Et c’est en cette qualité d’artiste que j’écris ce texte, parce qu’une image est une histoire vraie et incomplète, et que la société dans laquelle je vis dénature complètement cet outil fondamental, et que nous en souffrons tous. Notre société du spectacle a totalement détruit les bases de cette pyramide, créant le pire des amalgames.

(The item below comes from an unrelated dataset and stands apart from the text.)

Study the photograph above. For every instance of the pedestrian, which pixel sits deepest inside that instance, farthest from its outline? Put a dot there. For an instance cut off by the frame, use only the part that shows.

Qu’est-ce qu’une image sans le pattern, sans la perception ? C’est un code ! Et nous nageons dans les codes que notre culture folle s’entête à appeler une image.
Ce dont je parle ici n’est rien d’autre que l’essor des pensées fascistes, du succès de Trump et des complotistes, du fanatisme religieux… Je pense que chaque acteur de ces déviances comportementales est une personne qui ne sait pas lire une image, mais qui est capable d’assimiler n’importe quel code comme étant une image, et de l’apprendre comme une vérité.
On ne peut pas concevoir l’artiste plus précieux dans ce monde qu’avec ce genre d’analyse.
Pourquoi flouter une image alors ? Parce qu’en faisant abstraction de l’essence d’une image, de ce en quoi elle est pertinente, on lui enlève sa force, sa nature et son origine sensible.
Pourquoi flouter le visage d’un policier si ce n’est pour focaliser sur son uniforme, qui devient un rôle de machine déshumanisée, la confortant elle-même dans ce rôle mécanique.
Un policier est-il un représentant de l’état (une image de ses compatriotes), avec un visage humain, quelqu’un qui se lève le matin pour agir dans le monde comme chaque entité démocratique, ou un simple acteur de la répression d’un monde codé qui ne reconnaît plus la peur et la douleur dans les visages de ceux qu’il cogne ?
Flouter une image, c’est faire abstraction de la perception qu’elle évoque. C’est faire abstraction de l’expérience qu’elle propose, c’est faire abstraction de cette image, rien d’autre. C’est vivre avec des codes, encore plus, toujours plus.
Flouter une image, c’est faire abstraction du corps de celui qui la lit, c’est lui apprendre à raisonner avec des codes, et finalement, se désincarner.